Neither of them spoke for a while. The fire was dying. A few stray raindrops found their way down the chimney and hissed in the cooling coals. The storm showed no sign of letting up. Faber found himself thinking of the last woman he had had. What was her name? Gertrud. It was seven years ago, but he could picture her now in the flickering fire: a round German face, fair hair, green eyes, beautiful breasts, much-too-wide hips, fat legs, bad feet; the conversational style of an express train, a wild, inexhaustible enthusiasm for sex…. She had flattered him, admiring his mind (she said) and adoring his body (she had no need to tell him). She wrote lyrics for popular songs, and read them to him in a poor basement flat in Berlin; it was not a lucrative profession. He visualized her now in that untidy bedroom, lying naked, urging him to do more bizarre and erotic things with her, to hurt her, to touch himself, to lie completely still while she made love to him…. He shook his head slightly to brush away the memories. He had not thought like that in all the years he had been celibate. Such visions were disturbing. He looked at Lucy.

“You were far away,” she said with a smile.

“Memories,” he said. “This talk of love…”

“I shouldn’t burden you.”

“You’re not.”

“Good memories?”

“Very good. And yours? You were thinking too.”

She smiled again. “I was in the future, not the past.”

“What do you see there?”

She seemed about to answer, then changed her mind. It happened twice. There were signs of tension about her eyes.

“I see you finding another man,” Faber said. As he spoke he was thinking, Why am I doing this? “He is a weaker man than David, and less handsome, but it’s at least partly for his weakness that you love him. He’s clever, but not rich; compassionate without being sentimental; tender, loving—”

The brandy glass in her hand shattered under the pressure of her grip. The fragments fell into her lap and onto the carpet, and she ignored them. Faber crossed to her chair and knelt in front of her. Her thumb was bleeding. He took her hand.

“You’ve hurt yourself.”

She looked at him. She was crying.

“I’m sorry,” he said.

The cut was superficial. She took a handkerchief from her trousers pocket and staunched the blood. Faber released her hand and began to pick up the pieces of broken glass, wishing he had kissed her when he’d had the chance. He put the shards on the mantel.

“I didn’t mean to upset you,” he said. (Didn’t he?)

She took away the handkerchief and looked at her thumb. It was still bleeding. (Yes, you did. And, God knows, you have.)
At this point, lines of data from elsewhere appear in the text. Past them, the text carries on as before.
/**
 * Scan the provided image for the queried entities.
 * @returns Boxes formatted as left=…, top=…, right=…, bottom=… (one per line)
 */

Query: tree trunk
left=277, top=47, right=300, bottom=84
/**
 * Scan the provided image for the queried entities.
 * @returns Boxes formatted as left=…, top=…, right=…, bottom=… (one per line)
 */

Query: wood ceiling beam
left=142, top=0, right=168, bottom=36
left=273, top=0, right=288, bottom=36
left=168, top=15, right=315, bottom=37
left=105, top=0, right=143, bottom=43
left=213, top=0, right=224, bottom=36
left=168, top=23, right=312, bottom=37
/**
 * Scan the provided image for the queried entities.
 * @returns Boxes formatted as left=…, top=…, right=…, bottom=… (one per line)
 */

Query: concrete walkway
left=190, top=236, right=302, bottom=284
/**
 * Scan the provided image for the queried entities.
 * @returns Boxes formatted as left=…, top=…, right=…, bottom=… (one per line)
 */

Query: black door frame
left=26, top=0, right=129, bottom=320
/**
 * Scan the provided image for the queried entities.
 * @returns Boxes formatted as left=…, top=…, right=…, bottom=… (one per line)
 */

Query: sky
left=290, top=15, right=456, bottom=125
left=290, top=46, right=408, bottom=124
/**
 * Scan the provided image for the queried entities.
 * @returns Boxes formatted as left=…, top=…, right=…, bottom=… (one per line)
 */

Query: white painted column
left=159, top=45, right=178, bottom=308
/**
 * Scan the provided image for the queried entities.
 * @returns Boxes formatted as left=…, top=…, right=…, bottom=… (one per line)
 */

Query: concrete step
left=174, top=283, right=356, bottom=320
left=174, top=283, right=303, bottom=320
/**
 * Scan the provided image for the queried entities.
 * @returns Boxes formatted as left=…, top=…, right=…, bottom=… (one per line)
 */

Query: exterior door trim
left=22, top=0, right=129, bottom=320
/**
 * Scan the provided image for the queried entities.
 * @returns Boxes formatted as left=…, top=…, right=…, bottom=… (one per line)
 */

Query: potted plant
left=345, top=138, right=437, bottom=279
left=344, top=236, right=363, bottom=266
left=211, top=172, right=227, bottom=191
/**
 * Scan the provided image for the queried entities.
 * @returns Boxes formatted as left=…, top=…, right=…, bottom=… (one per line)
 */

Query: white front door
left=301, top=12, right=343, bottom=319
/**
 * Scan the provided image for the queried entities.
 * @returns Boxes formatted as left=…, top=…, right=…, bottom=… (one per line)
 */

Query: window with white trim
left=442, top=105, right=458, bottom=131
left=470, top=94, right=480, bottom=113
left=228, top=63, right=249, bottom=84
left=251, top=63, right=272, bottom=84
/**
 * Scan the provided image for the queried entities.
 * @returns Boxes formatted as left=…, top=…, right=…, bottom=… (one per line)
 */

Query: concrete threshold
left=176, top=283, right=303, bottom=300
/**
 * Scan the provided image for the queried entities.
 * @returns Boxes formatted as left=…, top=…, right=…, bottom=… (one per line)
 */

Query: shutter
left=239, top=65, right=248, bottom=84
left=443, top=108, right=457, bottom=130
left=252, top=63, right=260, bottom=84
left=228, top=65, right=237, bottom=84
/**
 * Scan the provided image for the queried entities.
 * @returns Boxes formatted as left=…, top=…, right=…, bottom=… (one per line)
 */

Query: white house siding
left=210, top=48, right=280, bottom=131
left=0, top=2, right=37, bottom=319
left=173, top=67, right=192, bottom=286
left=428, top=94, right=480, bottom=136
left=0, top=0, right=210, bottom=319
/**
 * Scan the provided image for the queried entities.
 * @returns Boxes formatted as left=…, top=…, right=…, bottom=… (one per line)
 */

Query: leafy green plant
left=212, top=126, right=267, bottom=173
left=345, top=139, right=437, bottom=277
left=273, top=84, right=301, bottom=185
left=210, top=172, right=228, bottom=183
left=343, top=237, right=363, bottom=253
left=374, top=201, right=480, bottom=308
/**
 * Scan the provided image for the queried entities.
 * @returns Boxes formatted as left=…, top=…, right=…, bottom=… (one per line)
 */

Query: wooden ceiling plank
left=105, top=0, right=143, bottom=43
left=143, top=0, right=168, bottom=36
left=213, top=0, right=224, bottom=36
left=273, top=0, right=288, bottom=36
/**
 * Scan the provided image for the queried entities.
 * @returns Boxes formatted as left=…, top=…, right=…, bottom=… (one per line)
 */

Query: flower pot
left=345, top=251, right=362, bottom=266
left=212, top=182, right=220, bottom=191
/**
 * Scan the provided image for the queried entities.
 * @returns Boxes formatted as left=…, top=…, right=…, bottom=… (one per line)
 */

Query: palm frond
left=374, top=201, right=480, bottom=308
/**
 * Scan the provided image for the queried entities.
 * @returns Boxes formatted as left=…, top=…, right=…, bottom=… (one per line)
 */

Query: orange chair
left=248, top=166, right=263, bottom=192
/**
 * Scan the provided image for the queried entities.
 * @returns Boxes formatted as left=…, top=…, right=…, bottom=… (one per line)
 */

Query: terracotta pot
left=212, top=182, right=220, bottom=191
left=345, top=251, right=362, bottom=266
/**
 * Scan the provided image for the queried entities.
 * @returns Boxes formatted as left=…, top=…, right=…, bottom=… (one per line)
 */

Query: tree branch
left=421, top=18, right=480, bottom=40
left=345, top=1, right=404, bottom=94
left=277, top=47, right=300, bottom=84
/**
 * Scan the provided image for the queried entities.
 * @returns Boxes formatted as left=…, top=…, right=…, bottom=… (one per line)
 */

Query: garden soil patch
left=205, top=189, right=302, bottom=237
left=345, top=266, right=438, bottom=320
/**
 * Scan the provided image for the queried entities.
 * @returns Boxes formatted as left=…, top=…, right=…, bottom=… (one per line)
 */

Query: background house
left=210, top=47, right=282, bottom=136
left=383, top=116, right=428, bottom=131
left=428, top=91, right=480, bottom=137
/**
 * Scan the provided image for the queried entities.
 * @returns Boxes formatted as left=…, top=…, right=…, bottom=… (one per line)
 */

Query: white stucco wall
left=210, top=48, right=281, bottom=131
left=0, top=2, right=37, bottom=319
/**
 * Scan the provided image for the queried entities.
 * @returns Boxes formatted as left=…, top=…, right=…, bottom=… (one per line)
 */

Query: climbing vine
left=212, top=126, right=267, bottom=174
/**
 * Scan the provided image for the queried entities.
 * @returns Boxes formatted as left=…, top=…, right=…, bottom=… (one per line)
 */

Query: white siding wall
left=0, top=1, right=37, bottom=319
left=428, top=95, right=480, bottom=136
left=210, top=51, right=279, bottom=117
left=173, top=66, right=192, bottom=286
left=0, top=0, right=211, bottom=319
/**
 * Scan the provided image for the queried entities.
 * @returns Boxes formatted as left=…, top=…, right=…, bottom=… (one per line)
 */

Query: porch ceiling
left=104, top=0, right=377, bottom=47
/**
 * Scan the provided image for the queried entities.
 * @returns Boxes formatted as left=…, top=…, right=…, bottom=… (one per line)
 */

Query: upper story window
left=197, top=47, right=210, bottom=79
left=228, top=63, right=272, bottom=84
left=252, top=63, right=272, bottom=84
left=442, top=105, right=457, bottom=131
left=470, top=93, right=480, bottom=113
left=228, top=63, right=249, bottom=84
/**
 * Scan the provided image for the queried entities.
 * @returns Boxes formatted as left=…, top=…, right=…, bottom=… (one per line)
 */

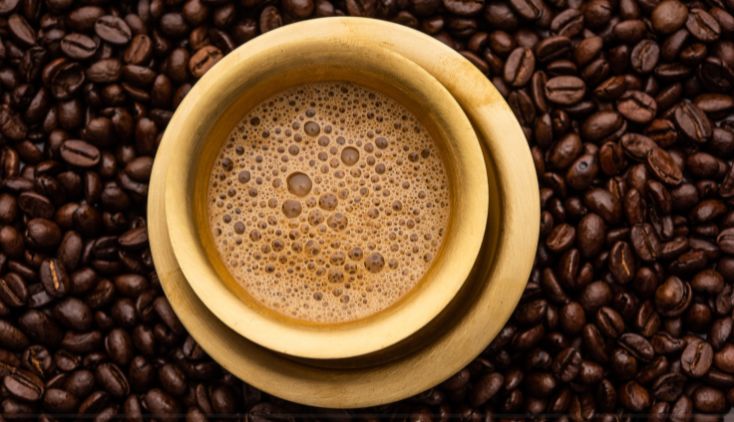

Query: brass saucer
left=148, top=18, right=540, bottom=408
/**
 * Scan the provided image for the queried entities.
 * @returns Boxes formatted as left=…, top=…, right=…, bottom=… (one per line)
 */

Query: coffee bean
left=60, top=139, right=100, bottom=168
left=509, top=0, right=545, bottom=21
left=674, top=101, right=712, bottom=143
left=95, top=363, right=130, bottom=397
left=617, top=91, right=657, bottom=124
left=714, top=344, right=734, bottom=374
left=686, top=8, right=721, bottom=42
left=42, top=58, right=85, bottom=99
left=39, top=259, right=71, bottom=297
left=647, top=148, right=683, bottom=186
left=619, top=381, right=652, bottom=412
left=3, top=370, right=44, bottom=402
left=43, top=388, right=79, bottom=413
left=53, top=298, right=93, bottom=331
left=630, top=224, right=661, bottom=261
left=680, top=340, right=714, bottom=378
left=143, top=388, right=179, bottom=420
left=652, top=373, right=686, bottom=401
left=630, top=40, right=660, bottom=74
left=8, top=13, right=36, bottom=46
left=651, top=0, right=688, bottom=34
left=60, top=32, right=98, bottom=60
left=716, top=228, right=734, bottom=255
left=693, top=386, right=727, bottom=413
left=504, top=47, right=535, bottom=87
left=0, top=0, right=20, bottom=15
left=545, top=76, right=586, bottom=105
left=94, top=15, right=132, bottom=44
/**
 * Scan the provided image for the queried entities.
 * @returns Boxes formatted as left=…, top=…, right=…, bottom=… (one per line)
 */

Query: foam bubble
left=208, top=82, right=449, bottom=322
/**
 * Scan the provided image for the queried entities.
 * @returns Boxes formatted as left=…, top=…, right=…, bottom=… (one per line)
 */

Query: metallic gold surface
left=148, top=18, right=540, bottom=408
left=161, top=30, right=488, bottom=359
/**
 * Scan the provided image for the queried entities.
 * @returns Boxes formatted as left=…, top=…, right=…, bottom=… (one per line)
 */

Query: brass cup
left=162, top=33, right=488, bottom=359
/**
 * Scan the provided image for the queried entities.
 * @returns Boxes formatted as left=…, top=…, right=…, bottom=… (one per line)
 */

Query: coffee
left=208, top=82, right=450, bottom=323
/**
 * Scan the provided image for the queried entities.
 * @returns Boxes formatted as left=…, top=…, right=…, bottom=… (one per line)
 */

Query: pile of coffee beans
left=0, top=0, right=734, bottom=421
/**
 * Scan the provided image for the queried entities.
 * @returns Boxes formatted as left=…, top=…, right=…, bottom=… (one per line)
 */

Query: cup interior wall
left=188, top=63, right=472, bottom=329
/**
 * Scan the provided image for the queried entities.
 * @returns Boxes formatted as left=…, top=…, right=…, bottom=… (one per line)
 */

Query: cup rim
left=147, top=17, right=540, bottom=408
left=161, top=30, right=489, bottom=359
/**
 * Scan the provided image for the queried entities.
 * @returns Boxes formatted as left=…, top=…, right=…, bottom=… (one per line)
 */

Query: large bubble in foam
left=208, top=82, right=449, bottom=323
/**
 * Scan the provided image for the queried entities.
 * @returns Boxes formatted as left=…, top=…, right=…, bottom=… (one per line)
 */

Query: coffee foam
left=208, top=82, right=450, bottom=323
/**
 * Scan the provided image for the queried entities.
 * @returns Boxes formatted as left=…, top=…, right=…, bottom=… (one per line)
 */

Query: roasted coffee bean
left=680, top=340, right=714, bottom=378
left=3, top=369, right=44, bottom=402
left=188, top=45, right=223, bottom=78
left=714, top=344, right=734, bottom=374
left=504, top=47, right=535, bottom=87
left=59, top=140, right=100, bottom=168
left=143, top=388, right=180, bottom=420
left=630, top=40, right=660, bottom=74
left=651, top=0, right=688, bottom=34
left=647, top=148, right=683, bottom=186
left=617, top=91, right=657, bottom=124
left=0, top=0, right=734, bottom=420
left=686, top=8, right=721, bottom=42
left=60, top=32, right=98, bottom=60
left=674, top=101, right=712, bottom=143
left=544, top=76, right=586, bottom=105
left=94, top=15, right=132, bottom=44
left=39, top=259, right=71, bottom=297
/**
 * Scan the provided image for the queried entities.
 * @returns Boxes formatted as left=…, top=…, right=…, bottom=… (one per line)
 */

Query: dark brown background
left=0, top=0, right=734, bottom=421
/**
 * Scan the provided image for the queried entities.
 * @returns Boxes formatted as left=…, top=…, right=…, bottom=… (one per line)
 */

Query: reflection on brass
left=162, top=33, right=488, bottom=359
left=148, top=18, right=540, bottom=408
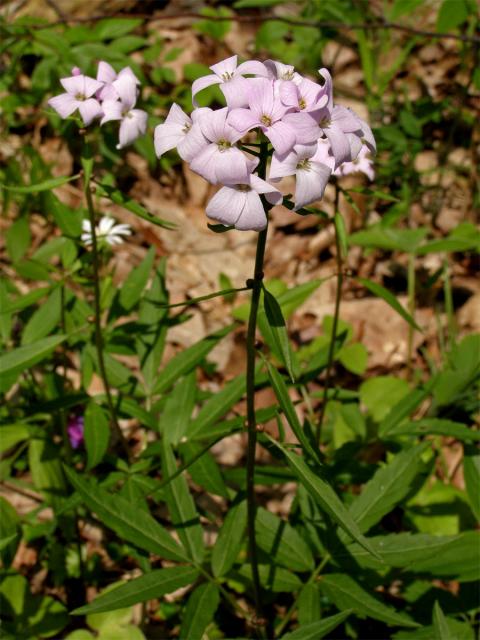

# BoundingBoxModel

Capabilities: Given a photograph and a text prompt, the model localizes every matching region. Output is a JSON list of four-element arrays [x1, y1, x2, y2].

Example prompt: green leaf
[[0, 173, 80, 193], [96, 183, 176, 229], [0, 335, 67, 377], [179, 582, 220, 640], [72, 566, 199, 616], [263, 287, 295, 382], [162, 440, 205, 563], [64, 467, 188, 562], [255, 507, 314, 572], [232, 564, 302, 593], [84, 400, 110, 471], [212, 500, 247, 578], [357, 278, 423, 333], [437, 0, 469, 31], [349, 443, 429, 533], [153, 324, 236, 394], [266, 362, 318, 460], [22, 287, 62, 346], [464, 444, 480, 521], [269, 438, 378, 557], [282, 609, 353, 640], [432, 600, 455, 640], [159, 371, 197, 445], [337, 342, 368, 376], [187, 374, 246, 438], [319, 573, 420, 627], [388, 418, 480, 442], [119, 247, 155, 311]]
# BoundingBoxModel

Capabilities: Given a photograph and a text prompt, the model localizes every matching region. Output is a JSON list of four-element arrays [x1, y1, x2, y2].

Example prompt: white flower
[[81, 216, 132, 246]]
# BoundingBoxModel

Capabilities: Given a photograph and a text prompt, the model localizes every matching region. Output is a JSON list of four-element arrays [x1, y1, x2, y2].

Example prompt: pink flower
[[97, 60, 140, 100], [228, 78, 319, 155], [155, 103, 207, 162], [192, 55, 268, 109], [190, 107, 251, 184], [67, 416, 84, 449], [48, 73, 102, 127], [268, 145, 331, 211], [100, 74, 147, 149], [206, 175, 282, 231]]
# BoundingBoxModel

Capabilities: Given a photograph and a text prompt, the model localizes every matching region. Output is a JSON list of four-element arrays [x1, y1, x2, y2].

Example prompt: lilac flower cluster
[[48, 61, 147, 149], [155, 55, 375, 231]]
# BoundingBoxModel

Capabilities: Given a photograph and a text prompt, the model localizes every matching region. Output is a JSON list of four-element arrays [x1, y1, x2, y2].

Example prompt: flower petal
[[192, 73, 221, 107], [262, 120, 296, 156], [294, 162, 331, 211], [235, 191, 267, 231], [205, 182, 247, 226], [78, 98, 103, 127], [47, 93, 80, 118]]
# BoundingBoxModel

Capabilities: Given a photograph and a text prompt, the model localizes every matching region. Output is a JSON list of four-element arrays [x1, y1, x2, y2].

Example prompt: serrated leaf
[[84, 400, 110, 471], [349, 443, 429, 533], [64, 467, 189, 562], [153, 324, 235, 394], [212, 500, 247, 578], [282, 609, 353, 640], [179, 582, 220, 640], [319, 573, 420, 627], [357, 278, 423, 333], [255, 507, 314, 572], [162, 440, 205, 563], [72, 567, 199, 616], [119, 247, 155, 311], [263, 288, 295, 382], [269, 438, 378, 557]]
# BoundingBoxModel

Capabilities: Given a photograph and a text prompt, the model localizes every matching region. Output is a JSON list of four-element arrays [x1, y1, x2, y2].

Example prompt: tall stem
[[247, 143, 268, 620], [85, 182, 131, 460], [315, 195, 343, 446]]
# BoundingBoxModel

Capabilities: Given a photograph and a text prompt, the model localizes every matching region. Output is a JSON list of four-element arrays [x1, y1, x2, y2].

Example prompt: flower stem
[[246, 141, 268, 626], [85, 182, 132, 461]]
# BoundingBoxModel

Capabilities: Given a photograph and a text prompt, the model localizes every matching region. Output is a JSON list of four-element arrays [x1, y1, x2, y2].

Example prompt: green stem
[[85, 182, 132, 461], [315, 205, 343, 446], [246, 142, 268, 626], [407, 253, 416, 378]]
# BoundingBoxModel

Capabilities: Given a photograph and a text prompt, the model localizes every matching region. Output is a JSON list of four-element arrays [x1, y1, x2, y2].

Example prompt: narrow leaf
[[64, 466, 188, 562], [282, 609, 353, 640], [72, 567, 198, 616], [212, 500, 247, 578], [179, 582, 220, 640], [357, 278, 422, 333], [269, 438, 378, 558], [319, 573, 419, 627]]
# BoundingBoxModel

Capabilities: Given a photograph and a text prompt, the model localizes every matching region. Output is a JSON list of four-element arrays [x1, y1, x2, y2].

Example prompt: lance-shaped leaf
[[180, 582, 220, 640], [269, 437, 378, 557], [255, 508, 314, 571], [282, 609, 353, 640], [212, 500, 247, 578], [349, 443, 429, 533], [64, 466, 189, 562], [162, 440, 205, 563], [153, 324, 235, 394], [319, 573, 420, 627], [72, 567, 199, 616]]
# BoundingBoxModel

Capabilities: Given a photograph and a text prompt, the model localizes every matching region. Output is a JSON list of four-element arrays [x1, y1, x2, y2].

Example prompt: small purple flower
[[206, 174, 282, 231], [67, 416, 84, 449], [192, 55, 268, 109], [100, 74, 147, 149], [48, 73, 102, 127]]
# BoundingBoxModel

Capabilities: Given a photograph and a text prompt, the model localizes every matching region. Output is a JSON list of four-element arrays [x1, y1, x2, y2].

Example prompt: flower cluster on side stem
[[155, 55, 376, 231], [48, 61, 147, 149]]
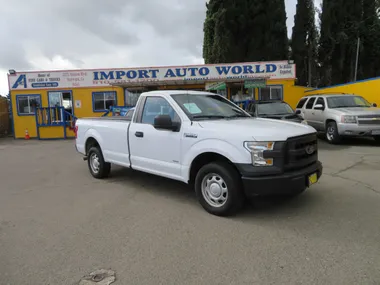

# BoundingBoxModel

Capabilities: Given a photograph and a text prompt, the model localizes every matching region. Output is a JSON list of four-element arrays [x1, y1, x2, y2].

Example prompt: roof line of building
[[8, 60, 288, 73], [305, 77, 380, 93]]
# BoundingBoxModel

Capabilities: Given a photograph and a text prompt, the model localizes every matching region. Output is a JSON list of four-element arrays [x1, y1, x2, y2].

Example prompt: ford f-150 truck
[[75, 91, 322, 216]]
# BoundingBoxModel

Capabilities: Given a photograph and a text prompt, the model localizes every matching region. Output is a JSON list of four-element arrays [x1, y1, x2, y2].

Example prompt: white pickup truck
[[76, 91, 322, 216]]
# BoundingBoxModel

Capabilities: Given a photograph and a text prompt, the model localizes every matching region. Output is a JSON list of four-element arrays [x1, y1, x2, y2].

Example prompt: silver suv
[[296, 94, 380, 144]]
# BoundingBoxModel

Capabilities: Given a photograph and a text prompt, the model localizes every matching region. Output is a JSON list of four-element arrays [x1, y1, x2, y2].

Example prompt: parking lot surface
[[0, 139, 380, 285]]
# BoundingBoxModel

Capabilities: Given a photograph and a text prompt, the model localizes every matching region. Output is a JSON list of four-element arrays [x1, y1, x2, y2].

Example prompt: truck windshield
[[172, 94, 251, 120], [327, 95, 371, 109], [257, 102, 294, 115]]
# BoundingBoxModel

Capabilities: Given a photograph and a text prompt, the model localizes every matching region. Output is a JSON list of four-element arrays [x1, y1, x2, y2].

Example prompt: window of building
[[314, 97, 325, 107], [124, 89, 143, 107], [306, 97, 316, 109], [92, 91, 117, 112], [296, 98, 307, 109], [259, 86, 284, 101], [141, 97, 180, 125], [16, 95, 41, 116], [230, 83, 255, 102]]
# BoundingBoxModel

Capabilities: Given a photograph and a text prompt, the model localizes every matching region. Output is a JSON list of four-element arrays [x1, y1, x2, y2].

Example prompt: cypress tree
[[203, 0, 288, 63], [319, 0, 363, 86], [291, 0, 317, 86], [358, 0, 380, 79]]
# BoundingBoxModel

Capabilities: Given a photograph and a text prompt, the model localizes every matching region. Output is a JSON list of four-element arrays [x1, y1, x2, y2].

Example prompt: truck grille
[[358, 115, 380, 120], [284, 134, 318, 171]]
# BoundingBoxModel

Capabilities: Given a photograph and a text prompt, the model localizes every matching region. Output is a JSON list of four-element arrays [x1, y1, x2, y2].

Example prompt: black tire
[[326, 122, 341, 144], [194, 162, 245, 216], [87, 147, 111, 179]]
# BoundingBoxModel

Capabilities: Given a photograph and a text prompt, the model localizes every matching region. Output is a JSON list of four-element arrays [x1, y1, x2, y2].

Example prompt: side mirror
[[314, 104, 325, 111], [153, 115, 180, 132]]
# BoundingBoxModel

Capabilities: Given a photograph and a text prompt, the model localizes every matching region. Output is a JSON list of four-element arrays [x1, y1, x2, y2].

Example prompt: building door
[[48, 91, 74, 115], [48, 91, 74, 121]]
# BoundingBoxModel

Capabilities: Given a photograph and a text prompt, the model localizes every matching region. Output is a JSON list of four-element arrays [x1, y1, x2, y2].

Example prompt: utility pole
[[307, 43, 313, 87], [354, 37, 360, 82]]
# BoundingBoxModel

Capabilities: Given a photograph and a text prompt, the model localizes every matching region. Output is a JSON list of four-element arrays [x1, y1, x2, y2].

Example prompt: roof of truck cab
[[303, 93, 360, 98], [141, 90, 217, 96]]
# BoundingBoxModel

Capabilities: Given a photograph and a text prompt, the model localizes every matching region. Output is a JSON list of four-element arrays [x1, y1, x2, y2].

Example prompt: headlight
[[244, 142, 274, 166], [341, 116, 358, 124]]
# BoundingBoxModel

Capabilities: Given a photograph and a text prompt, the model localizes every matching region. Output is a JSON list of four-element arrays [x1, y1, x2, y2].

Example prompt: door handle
[[135, 132, 144, 138]]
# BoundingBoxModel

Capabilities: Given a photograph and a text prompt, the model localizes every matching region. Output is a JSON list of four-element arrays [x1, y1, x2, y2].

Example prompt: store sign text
[[9, 62, 295, 89]]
“A bandage,” he suggested.

“In the kitchen.”

He found a roll of bandage, a pair of scissors, and a safety pin. He filled a small bowl with hot water and returned to the living room.

In his absence she had somehow obliterated the evidence of tears on her face. She sat passively, limp, while he bathed her thumb in the hot water, dried it, and put a small strip of bandage over the cut. She looked all the time at his face, not at his hands; but her expression was unreadable.